Dye Bleeding

Dyebleeding occurs when a colored fiber loses dye while wet. Uncolored or light colored fiber or yarn may readily soak up fugitive (runaway) dyes from the darker fiber or yarn and become stained. This is most often seen in rugs and carpet where deeply dyed shades (for example reds, blues, blacks) become fugitive and bleed into white or light colored areas.

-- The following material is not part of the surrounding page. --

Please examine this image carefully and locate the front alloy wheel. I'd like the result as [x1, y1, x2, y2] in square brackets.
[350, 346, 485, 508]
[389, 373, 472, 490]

At least two conditions cause dyebleeding in colored fibers and yarns. The first is a defective dye or dyeing method. In such a case, the dye is either poorly selected or not properly handled during manufacture. The result is excess, unsecured, weak and/or unstable dye. When a dye with poor stability or washfastness is used, it may bleed during or after the first few cleanings. Likewise, when too much dye is used during manufacture, the excess adheres near the outside of the fiber, where it may readily wash away. Such defects in dye or dyeing method, at the time of manufacture, produce a textile product that is defective. Unfortunately for the consumer, these defects are not visible at the time of purchase.

In the second condition, dye is affected by use. Sunlight, atmospheric fumes, common chemicals, animal/pet residues, and so forth can weaken dyes over time. Once dyes are weakened, they may run or bleed with cleaning.

If pretesting or experience does not indicate a potential dyebleeding problem, the carpet cleaner should not be held liable for using what would otherwise be usual and customary cleaning procedures.